Simplified it looks like this
But this order is relative. This is because MySQL’s rule for creating a union index is that it will first sort the leftmost of the union index, on top of the ordering of the first field, and then on the second field. So there is no way to utilize the index for a query condition like B=2.
One more thing you can see here is why we don’t recommend building indexes on fields that change frequently, because then our index structure has to change as you change, so it’s a big performance hog.
The leftmost affix principle can be broken by jump scanning, as hinted by the old man in the comments section.
This is optimized for 8.0
Started to increase the index jump scanning function, when the first column of the index of the unique value is less, even if the where condition does not have the first column of the index, the query can also be used when the joint index. For example, we use the union index bcd but there are fewer fields in b. We do not use b when we use the union index, but we can still use the union index. MySQL union indexes sometimes follow the principle of left-most prefix matching, and sometimes they do not.

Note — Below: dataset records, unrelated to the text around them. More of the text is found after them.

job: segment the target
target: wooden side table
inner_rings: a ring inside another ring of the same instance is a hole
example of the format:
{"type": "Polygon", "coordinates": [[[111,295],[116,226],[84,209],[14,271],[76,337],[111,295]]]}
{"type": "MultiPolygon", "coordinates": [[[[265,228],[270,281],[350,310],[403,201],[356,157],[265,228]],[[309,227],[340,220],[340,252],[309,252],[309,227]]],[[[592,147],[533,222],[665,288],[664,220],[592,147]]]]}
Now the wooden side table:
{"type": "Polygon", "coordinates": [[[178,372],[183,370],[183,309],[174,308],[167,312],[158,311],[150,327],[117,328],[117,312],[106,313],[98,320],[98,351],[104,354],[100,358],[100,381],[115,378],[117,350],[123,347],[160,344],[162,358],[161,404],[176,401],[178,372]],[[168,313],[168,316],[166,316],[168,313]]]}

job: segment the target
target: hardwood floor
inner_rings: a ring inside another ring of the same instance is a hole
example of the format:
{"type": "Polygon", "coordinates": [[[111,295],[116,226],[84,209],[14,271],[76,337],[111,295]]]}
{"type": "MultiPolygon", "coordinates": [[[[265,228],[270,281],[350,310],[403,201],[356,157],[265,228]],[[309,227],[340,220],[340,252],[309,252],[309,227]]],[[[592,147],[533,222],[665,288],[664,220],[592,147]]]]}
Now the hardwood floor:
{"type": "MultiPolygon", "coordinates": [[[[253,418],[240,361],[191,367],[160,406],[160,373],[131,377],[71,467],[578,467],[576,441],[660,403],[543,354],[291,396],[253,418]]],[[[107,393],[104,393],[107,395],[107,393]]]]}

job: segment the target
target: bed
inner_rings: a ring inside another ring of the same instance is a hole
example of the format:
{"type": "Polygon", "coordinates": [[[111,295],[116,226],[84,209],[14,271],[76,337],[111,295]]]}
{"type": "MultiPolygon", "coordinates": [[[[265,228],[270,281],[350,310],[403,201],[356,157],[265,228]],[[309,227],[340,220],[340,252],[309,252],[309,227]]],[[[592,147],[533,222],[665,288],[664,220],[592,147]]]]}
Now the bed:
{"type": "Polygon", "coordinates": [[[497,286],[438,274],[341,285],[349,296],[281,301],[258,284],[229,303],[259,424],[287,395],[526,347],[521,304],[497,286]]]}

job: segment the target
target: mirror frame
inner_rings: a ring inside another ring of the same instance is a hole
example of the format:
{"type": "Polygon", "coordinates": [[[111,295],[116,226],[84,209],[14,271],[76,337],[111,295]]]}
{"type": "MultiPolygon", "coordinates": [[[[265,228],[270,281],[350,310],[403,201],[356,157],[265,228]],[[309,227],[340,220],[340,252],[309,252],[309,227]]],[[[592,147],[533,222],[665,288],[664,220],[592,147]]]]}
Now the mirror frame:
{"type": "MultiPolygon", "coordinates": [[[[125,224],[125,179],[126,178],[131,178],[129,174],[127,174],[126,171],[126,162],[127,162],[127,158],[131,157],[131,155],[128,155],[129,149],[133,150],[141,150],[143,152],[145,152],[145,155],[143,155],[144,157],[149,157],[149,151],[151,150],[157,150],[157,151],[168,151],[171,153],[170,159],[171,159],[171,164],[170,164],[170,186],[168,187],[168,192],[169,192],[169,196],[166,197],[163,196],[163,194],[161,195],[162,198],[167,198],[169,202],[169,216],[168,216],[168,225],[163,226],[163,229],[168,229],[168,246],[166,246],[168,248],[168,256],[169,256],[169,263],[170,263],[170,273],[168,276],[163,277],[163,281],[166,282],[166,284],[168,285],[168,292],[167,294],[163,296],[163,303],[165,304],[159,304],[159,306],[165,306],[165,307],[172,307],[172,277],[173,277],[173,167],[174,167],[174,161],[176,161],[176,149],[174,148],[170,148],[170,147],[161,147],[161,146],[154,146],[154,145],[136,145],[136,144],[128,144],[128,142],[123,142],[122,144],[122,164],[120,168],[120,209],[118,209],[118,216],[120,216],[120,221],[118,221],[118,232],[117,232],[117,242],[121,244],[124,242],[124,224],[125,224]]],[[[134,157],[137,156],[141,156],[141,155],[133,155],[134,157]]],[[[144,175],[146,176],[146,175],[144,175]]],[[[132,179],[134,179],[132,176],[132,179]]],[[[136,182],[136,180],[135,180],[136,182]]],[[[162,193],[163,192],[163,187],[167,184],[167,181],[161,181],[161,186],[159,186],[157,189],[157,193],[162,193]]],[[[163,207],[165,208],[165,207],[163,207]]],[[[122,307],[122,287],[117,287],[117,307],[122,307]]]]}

Prerequisites If you create a b,c,d joint index plane
If the condition after my where isc = 1 and d = 1
why can’t I go to the index if there’s no b the value of your query is equivalent to*11
as we all know*
means all which means I can match all the data
If my where is followed byb = 1 and d =1
why does it go to the index? You’re querying for1*1
and I can index match it with the first 1, so it’s indexed.- The most important aspect of the leftmost match principle is the first field.
Let’s move on to the next failure scenario
select *
Here is a misunderstanding of my previous thinking select * will not cause index failure before the test found that the failure is because of where after the query range is too large, resulting in index failure is not caused by Select *, but why do not we recommend the use of select *?
- Increase query analyzer parsing costs.
Incrementing and decrementing fields can easily be inconsistent with the resultMap configuration.
Unused fields increase network consumption, especially text-type fields.
In Ali’s development manual, the above points are summarized in broad terms.
When using Select * indexes are used normally
It’s indexed, but it’s not recommended. Why not?
First of all, we created a joint index in the last validation We use B = 1 will go to the index But with the direct query index field is different Use SELECT*
,to get the unwanted data, then first filter the data through the auxiliary index, and then through the aggregated index to get all the columns, which is more than one b + tree query, the speed will inevitably be much slower to reduce the use of select * is to reduce the loss of back to the table.
That is, Select * will go to the index in some cases, and if it doesn’t go to the index, it’s because the where query is too large, causing MySQL to optimize a full table scan, not a Select * problem.
The image above is a case of index failure
Range searches don’t always cause indexes to fail, but they do in the following cases: the indexes work at a low level, and the reason they work is because they’re narrowed down.
select * will go to the index
Range lookups have a probability that the index will fail but will work in certain circumstances Smaller ranges will be used It can also be interpreted to mean that indexes will be used if the returned result set is small
The principle of join query in mysql is to query the driving table first, and then use the data obtained from the driving table as the condition to query the driven table one by one.
Each time the driver table loads a piece of data into memory, and then all the data of the driven table need to be loaded into memory once for comparison. Efficiency is very low, so mysql can specify the size of a buffer pool, buffer pool if large can be loaded at the same time more than one driving table data for comparison, the more data put in the performance of the io operation will be less, the performance is also better. Therefore, if you useselect *
to put some useless columns, it will only take up buffer space for nothing. It is a waste of an opportunity to improve performance.
According to the comment section, select * is not the direct cause of the index failure, it’s mostly a problem with the conditions after where, but it’s still a good idea to minimize the use of select *, as much as possible.
Using Functions
Using a function after Select will work with indexes, but the following won’t.
Because the index holds the original value of the indexed field, not the value calculated by the function, there is naturally no way to go to the index.
However, since MySQL 8.0, the indexing feature adds function indexes, which means that you can build an index against the value calculated by a function, that is, the value of the index is the value calculated by the function, so you can query the data by scanning the index.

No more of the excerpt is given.